Ominous news. Thought once when she was supposed to be in Montana that I caught her face looking up at the windows from across the street. Amazing what women will do to you and then present themselves again to apologize if they want you to do something for them. As she says she’ll pay the fare, I try to think of an excuse not to go. To have to sit a few hours on the train. Could fall asleep and say things like I did about wrong information at Princeton and instead say, hey, Dru, what a fantastic delicious fuck you are. But had already vowed that after the girl in the bus station, if it were in my province to do so, I would avoid if ever I could, to disappoint anyone. Even to giving the panhandler lurking under the Queensborough Bridge nearly my last dime which I knew would disappear down his throat in beer.

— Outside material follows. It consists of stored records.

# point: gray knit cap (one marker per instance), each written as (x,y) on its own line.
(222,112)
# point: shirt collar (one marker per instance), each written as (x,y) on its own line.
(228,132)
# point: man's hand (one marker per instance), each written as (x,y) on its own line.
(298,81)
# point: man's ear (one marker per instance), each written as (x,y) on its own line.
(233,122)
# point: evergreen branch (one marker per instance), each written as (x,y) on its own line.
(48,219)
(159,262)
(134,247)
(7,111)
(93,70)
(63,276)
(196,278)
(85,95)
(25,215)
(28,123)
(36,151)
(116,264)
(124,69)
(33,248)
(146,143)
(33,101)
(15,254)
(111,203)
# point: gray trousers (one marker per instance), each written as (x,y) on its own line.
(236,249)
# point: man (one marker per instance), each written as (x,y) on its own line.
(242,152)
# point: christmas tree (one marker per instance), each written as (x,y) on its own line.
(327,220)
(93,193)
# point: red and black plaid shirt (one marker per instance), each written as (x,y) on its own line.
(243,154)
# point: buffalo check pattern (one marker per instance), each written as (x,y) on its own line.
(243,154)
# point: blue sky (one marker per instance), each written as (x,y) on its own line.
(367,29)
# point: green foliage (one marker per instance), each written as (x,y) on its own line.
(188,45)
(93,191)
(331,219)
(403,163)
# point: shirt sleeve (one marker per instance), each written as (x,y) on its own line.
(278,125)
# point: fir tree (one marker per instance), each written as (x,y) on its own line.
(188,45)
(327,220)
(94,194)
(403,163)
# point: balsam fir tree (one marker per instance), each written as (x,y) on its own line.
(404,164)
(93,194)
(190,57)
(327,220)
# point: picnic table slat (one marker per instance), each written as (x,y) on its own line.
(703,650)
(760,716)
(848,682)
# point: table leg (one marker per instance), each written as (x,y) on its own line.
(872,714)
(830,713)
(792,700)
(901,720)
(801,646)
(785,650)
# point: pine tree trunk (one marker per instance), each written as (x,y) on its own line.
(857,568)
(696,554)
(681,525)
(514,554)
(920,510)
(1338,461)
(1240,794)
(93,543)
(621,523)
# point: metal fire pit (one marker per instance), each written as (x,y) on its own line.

But found another quarter and an Indian head and buffalo nickel in the corner of my dressing table drawer. I always find myself making sure the coin says “Liberty” on it. And on a quarter dollar, that it says “E Pluribus Unum.” An eagle in flight over three stars. And added up, it was thirty cents. And fifty cents was the biggest amount I ever got as a child to go visit the Museum of the American Indian. And now, to forgive this distraught girl her trespass against me. And find her alone in her vulnerable helplessness. My prick suddenly gone rigid. My face flushed with embarrassment. To suddenly have the most appallingly overwhelming desire to fuck Sylvia on the spot.
“Okay, I will go with you.”
“You don’t mind, do you, Stephen, changing your clothes.”
“What’s wrong with my clothes.”
“Nothing, except perhaps not entirely suitable for meeting my mother, whom I’ve never met and who doesn’t even know I’m coming. Would you mind wearing a white shirt and if you have some kind of old sort of striped school tie. That is, if your school ever had one.”
“Holy Christ.”
“Well just in case we were invited to stay to dinner or something. How do I know she doesn’t have someone like Gilbert looking down his nose as he has occasionally dared to do to me wearing something he considers too casual for the room he refers to as the drawing room.”
“What about the holes in the toes of my socks.”
“Well, you’re not taking off your shoes, I hope.”
It was as if all was en fête. Two smartly dressed people getting resentful looks heading around the corner of Pell Street into Mulberry where Sylvia had one of the family’s Pierce Arrows parked, with its special arms that adjusted downwards for elbows and footrests that adjusted upwards for your feet. The Triumphington chauffeur in tow, called Jimmy, and terrified, eyeing the passing pedestrian traffic in case someone tried to open up his locked car door and jump on him. But he was as safe as any of the big Mafia dons, who weren’t that far away, also with their big black limousines parked with their chauffeurs.